Rights (see also duties)
• Shareholders? (legal right to have management try to
make money for them and/or moral right to have the
company live according to its stated values?)
• Employees? (moral right to have the company live
according to its stated values?)
• Scientists? (moral right to have the company live
according to its stated values?)
• People with Disease? (moral right to healthcare?)
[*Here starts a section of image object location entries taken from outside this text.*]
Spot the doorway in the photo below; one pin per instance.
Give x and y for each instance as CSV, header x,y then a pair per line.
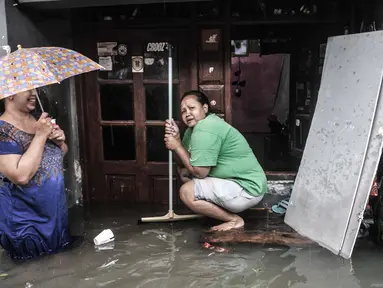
x,y
126,108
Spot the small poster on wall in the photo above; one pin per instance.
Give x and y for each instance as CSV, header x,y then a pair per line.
x,y
239,48
137,64
210,39
113,56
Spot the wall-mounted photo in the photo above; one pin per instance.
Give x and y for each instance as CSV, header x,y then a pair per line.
x,y
239,48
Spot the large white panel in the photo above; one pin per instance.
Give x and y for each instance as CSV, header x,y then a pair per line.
x,y
325,190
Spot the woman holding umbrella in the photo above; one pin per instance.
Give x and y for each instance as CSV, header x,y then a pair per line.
x,y
33,210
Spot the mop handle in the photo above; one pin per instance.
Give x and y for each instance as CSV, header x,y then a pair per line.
x,y
170,107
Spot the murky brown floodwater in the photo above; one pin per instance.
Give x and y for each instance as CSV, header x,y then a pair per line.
x,y
170,255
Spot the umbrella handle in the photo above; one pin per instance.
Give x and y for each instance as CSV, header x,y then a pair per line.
x,y
38,100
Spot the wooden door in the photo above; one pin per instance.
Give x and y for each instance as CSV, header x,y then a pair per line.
x,y
125,114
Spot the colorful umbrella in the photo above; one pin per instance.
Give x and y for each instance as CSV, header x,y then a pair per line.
x,y
31,68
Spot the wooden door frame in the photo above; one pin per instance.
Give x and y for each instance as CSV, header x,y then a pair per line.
x,y
91,147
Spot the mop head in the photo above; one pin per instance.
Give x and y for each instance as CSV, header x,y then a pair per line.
x,y
170,217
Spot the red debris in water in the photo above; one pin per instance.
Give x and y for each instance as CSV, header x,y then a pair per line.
x,y
215,248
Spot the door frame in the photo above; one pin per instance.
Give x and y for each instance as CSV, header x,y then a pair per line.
x,y
95,167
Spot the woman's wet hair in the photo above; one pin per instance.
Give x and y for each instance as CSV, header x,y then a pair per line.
x,y
201,98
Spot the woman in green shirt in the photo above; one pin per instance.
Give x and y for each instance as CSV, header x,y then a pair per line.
x,y
220,172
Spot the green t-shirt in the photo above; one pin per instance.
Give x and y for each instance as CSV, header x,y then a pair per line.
x,y
214,143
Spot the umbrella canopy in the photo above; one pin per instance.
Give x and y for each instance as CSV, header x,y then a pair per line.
x,y
31,68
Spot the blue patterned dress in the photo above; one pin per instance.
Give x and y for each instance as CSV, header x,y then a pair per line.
x,y
33,218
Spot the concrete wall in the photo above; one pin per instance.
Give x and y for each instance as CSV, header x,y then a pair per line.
x,y
32,29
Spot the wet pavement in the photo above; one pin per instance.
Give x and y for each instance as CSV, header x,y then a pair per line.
x,y
171,255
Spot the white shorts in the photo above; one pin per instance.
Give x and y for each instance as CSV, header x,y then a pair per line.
x,y
224,193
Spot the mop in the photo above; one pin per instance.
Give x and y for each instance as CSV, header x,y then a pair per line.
x,y
170,216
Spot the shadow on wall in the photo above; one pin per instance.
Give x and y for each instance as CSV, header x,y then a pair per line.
x,y
256,103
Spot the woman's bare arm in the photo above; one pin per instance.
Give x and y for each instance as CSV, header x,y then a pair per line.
x,y
20,169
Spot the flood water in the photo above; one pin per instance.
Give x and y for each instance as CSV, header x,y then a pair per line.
x,y
171,255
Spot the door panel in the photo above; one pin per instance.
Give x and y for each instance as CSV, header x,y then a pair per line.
x,y
126,113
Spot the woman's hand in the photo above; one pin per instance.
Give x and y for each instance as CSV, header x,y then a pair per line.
x,y
44,126
172,129
57,135
171,142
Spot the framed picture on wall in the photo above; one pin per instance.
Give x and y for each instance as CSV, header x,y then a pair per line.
x,y
240,48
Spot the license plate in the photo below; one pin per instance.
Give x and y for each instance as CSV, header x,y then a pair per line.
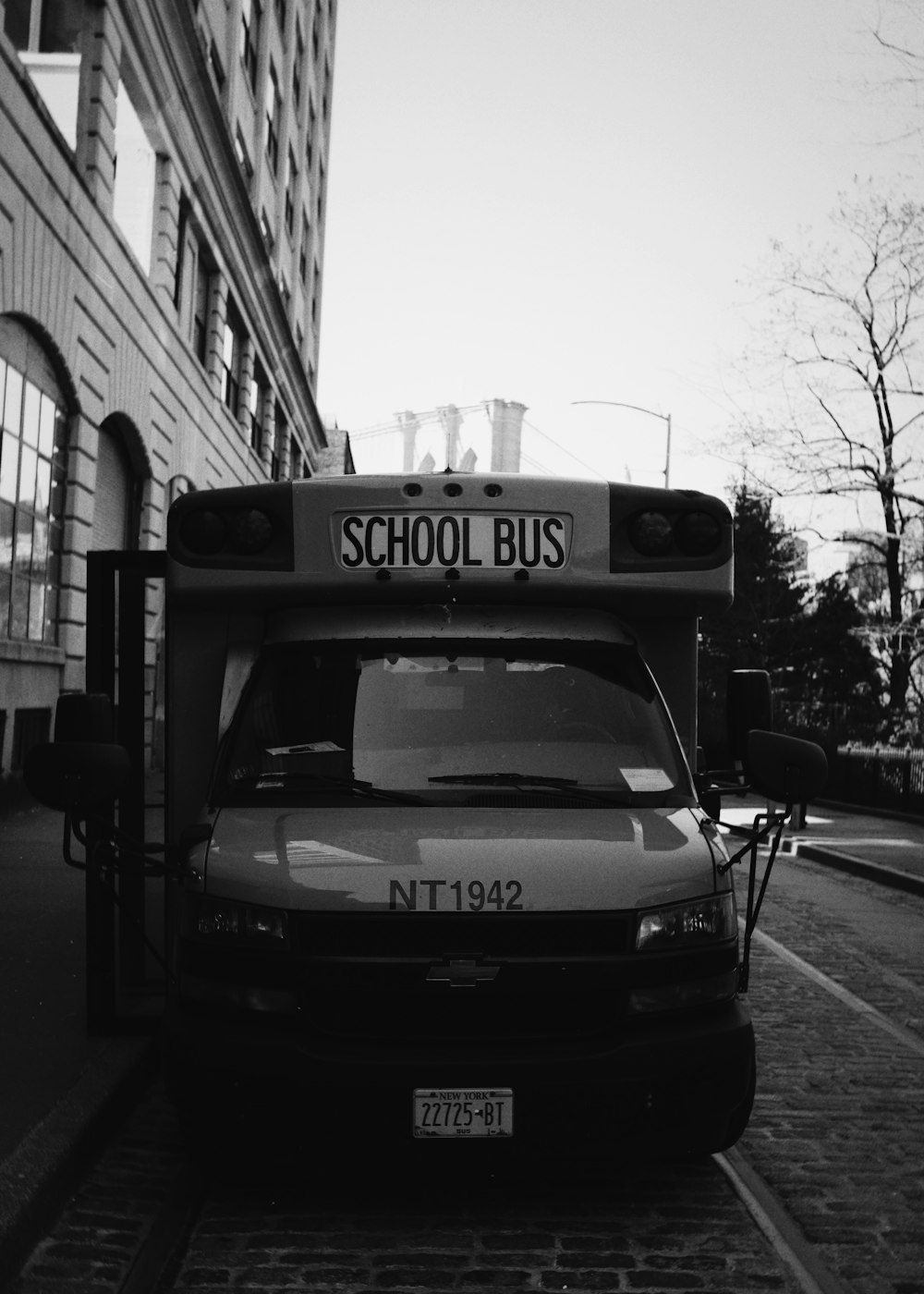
x,y
466,1113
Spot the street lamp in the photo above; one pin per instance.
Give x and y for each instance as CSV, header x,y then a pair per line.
x,y
664,417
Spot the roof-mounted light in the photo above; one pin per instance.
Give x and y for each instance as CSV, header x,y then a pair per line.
x,y
651,534
223,528
698,533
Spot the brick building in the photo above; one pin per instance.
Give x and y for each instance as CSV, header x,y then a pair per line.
x,y
162,202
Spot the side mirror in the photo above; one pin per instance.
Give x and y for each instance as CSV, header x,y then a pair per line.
x,y
81,769
77,775
784,769
748,705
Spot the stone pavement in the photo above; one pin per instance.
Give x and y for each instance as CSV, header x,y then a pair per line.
x,y
60,1087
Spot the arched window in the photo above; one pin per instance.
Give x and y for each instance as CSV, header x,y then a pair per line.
x,y
118,491
32,472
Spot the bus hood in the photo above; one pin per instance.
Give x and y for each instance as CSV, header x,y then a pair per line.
x,y
429,860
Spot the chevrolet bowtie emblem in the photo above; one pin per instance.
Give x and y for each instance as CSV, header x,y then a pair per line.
x,y
462,974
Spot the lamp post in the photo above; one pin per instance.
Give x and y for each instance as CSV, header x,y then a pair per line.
x,y
664,417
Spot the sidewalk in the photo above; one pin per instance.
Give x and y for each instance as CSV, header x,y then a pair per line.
x,y
58,1087
887,849
57,1084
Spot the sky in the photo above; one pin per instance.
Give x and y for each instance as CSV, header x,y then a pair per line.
x,y
562,201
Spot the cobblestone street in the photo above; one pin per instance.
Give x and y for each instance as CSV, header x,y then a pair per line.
x,y
836,1135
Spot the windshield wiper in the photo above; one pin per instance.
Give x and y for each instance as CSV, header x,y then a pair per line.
x,y
569,786
506,778
329,782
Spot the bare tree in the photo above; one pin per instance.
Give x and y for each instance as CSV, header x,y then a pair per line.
x,y
846,327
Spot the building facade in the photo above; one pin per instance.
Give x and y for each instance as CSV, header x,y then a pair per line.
x,y
162,200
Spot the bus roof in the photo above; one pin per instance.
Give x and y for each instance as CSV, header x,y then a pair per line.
x,y
453,537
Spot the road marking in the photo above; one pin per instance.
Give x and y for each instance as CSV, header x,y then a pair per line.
x,y
904,1035
778,1226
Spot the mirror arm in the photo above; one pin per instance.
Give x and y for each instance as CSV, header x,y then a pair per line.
x,y
764,824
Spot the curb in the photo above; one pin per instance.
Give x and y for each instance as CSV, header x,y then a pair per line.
x,y
878,873
36,1178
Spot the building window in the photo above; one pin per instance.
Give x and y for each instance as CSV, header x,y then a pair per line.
x,y
181,252
201,301
291,180
242,155
135,178
281,442
274,118
303,250
48,39
250,38
31,507
232,355
217,70
259,387
265,230
312,131
298,64
325,101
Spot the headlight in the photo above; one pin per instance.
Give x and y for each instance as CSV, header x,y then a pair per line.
x,y
704,921
219,919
• Managers? (what level of discretionary rights do the top
managers have?)
Duties
• What duties does management have to its
shareholders? (legal and moral duties)
– Maximize shareholder wealth
– Do what the shareholders would want them to do
– Live up to the mission and values it has provided to
them
• What duty does a company have when it has
unique scientific knowledge that will help
people? (moral duty)
– Duty to share that information?
– Duty to develop the drug based on that information?
Reversibility
• If you are a shareholder, what would you
want the company to do? ??
• If you are affected by the disease, what
would you want the company to do?
Develop the Drug
Universalizability (Policy)
• If a company has a unique ability to help
people, they should do so to the extent
that the cost is not more than 5% of net
income, or their shareholders would agree
to do so (potential policy)
Disclosure
• How would society react if they learn 10 years
after the decision that our very large profitable
company had a potential cure for a vicious
disease but chose not to develop it because it
would take 5% of our R&D budget and wouldn’t
make a profit for the company
• How would they react if they understood that the
development cost would have been equal to 2%
of what we spend on sales and advertising
Virtue
• Do I feel like a hero if I go to the shareholders and tell
them that we have chosen to spend 1% of our revenue
(their money) to try and cure a terrible disease (do they
feel like heroes?)
• Do I feel like the person I aspire to be if I go home and
tell my family that I have chosen not to follow our
company’s values and spend a small amount of our
shareholders’ money to try and cure a disease afflicting
many poor people
• Can I sleep well tonight thinking about the people who
want to kill themselves because they are itching so badly
and I could have helped them?
• Can I sleep well tonight knowing that I have spent a
small amount of our shareholders’ money on a project
that is not likely to lead to a financial return for them?